Jones said he has sent Mayfield Consumer Products, its CEO Troy Propes and its spokesperson Bob Ferguson a “cease-and-desist” to stop claiming that candle factory employees could have left at any point and that their jobs were not threatened for leaving before the tornado demolished the factory.
Jones said he is giving the company until 5 p.m. Wednesday to comply and retract its statements. He provided an email to The Courier Journal that was sent to the email address for The Hawskbill Group, a consulting firm for which Ferguson is CEO, at 11:50 p.m. Tuesday.
Jones said he tried to call Ferguson this morning.

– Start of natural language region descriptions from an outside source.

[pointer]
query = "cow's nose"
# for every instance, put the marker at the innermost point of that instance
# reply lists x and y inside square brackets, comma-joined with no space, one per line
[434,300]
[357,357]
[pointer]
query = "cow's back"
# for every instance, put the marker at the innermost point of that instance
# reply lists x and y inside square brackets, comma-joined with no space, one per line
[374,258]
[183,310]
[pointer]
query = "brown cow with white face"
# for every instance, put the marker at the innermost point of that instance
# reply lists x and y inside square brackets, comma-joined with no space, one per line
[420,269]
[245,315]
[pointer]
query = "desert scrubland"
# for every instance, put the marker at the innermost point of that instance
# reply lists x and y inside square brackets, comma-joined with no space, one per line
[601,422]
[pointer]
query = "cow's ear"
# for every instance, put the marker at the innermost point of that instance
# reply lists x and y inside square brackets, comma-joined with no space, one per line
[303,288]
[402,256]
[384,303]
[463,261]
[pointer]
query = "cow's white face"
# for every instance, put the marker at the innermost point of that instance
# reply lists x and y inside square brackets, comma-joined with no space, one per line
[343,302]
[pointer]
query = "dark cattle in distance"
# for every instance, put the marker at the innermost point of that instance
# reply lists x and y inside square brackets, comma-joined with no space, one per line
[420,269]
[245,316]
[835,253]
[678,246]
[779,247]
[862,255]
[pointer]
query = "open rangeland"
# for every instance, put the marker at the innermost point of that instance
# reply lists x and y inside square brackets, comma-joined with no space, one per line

Ferguson told The Courier Journal on Wednesday morning the company has not received a cease-and-desist request or any notice of pending litigation. Asked if he stands by his earlier comments to The Courier Journal that employees’ claims of being threatened over leaving the candle factory were “incredibly false,” he said “of course.”
“We understand we live in a very litigious world and are not surprised that profit-seeking litigators are already poring over this area,” Ferguson told The Courier Journal on Wednesday morning.
Jones said he has “corroborating recorded evidence” that candle factory workers were told they could lose their jobs if they left Friday before the tornado, but he declined to share it.
The attorney will guest host a live radio dial-in program on Washington, D.C.-area station WGBR Friday at 7 p.m., where Mayfield Consumer Products factory survivors will “share their accounts of being supervised into injurious submission while witnessing the deaths of colleagues,” according to a news release.
Asked if he is working with families of deceased employees, Jones replied, “at least one family is represented.”
Late Tuesday evening, Propes, the CEO of Mayfield Consumer Products, announced in a news release the company is “immediately retaining an independent expert team to review the actions of our management team and employees on the evening when a tornado struck our facility.”
“We’re confident that our team leaders acted entirely appropriately and were, in fact, heroic in their efforts to shelter our employees,” Propes said. “We are hearing accounts from a few employees that our procedures were not followed. We’re going to do a thorough review of what happened, and we’re asking these experts to critique our emergency plans and to offer any suggestions on ways they may be improved, if any.”
He said the company is giving all employees $1,000 to “assist them in covering short-term financial needs” and will continue to provide support.